Kazuki Tsutsukawa
2026
InsAT: Instance-aware Semantic Alignment and Transfer from Human–Object Keypoints for Zero-to-Few-shot Action Understanding
Kazuki Tsutsukawa
Proceedings of the 64th Annual Meeting of the Association for Computational Linguistics (Volume 1: Long Papers)
Kazuki Tsutsukawa
Proceedings of the 64th Annual Meeting of the Association for Computational Linguistics (Volume 1: Long Papers)

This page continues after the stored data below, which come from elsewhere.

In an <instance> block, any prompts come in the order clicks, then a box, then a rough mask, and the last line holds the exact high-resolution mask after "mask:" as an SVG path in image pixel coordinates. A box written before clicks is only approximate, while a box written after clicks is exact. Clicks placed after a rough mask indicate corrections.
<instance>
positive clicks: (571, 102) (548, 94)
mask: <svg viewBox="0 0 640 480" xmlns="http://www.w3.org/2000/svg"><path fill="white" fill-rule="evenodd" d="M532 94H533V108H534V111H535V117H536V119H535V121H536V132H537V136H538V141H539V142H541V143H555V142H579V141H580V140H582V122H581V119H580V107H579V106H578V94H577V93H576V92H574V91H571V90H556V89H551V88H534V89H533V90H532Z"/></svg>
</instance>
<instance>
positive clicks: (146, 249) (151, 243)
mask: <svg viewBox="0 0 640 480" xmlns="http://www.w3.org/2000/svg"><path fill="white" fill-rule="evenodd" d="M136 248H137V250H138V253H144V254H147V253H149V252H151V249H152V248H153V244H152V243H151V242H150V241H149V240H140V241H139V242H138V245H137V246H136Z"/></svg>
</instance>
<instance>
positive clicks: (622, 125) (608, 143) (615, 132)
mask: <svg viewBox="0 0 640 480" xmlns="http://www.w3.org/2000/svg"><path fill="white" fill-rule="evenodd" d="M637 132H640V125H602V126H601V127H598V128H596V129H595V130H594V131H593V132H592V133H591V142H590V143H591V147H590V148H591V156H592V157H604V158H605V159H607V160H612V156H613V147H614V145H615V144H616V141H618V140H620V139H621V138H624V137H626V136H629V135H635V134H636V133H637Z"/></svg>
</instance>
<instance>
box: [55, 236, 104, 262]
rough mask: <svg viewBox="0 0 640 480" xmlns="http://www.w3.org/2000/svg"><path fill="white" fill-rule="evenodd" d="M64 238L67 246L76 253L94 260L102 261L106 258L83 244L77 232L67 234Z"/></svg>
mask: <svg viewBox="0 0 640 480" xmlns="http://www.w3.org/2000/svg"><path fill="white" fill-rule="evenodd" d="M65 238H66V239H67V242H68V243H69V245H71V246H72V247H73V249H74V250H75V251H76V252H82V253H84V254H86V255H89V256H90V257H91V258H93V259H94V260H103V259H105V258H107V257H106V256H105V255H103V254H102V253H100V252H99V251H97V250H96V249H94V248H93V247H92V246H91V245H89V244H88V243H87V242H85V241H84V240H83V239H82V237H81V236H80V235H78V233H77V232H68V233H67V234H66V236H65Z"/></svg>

Keypoint-based action recognition offers robustness to appearance variations and provides privacy-preserving representation. However, existing zero-shot (ZS) approaches largely emphasize human motion while underutilizing contextual information, particularly human–object interactions. Moreover, extending keypoint-based ZS models to few-shot scenarios remains insufficiently explored. We propose Instance-aware Semantic Alignment and Transfer (InsAT), a unified framework for ZS recognition and zero-to-few-shot (Z2F) adaptation that leverages instance-level language descriptions. InsAT aligns textual descriptions of humans, objects, and their interactions with visual representations derived from human and object keypoints, enabling effective transfer of interaction knowledge from seen to unseen action classes. To support Z2F adaptation, we introduce Instance-level Visual Adaptation, a parameter-free mechanism that improves recognition by incorporating instance-level contextual cues without updating model weights. Extensive experiments demonstrate that InsAT substantially outperforms prior keypoint-based ZS methods and achieves competitive performance relative to large vision–language models, while remaining data-efficient and robust.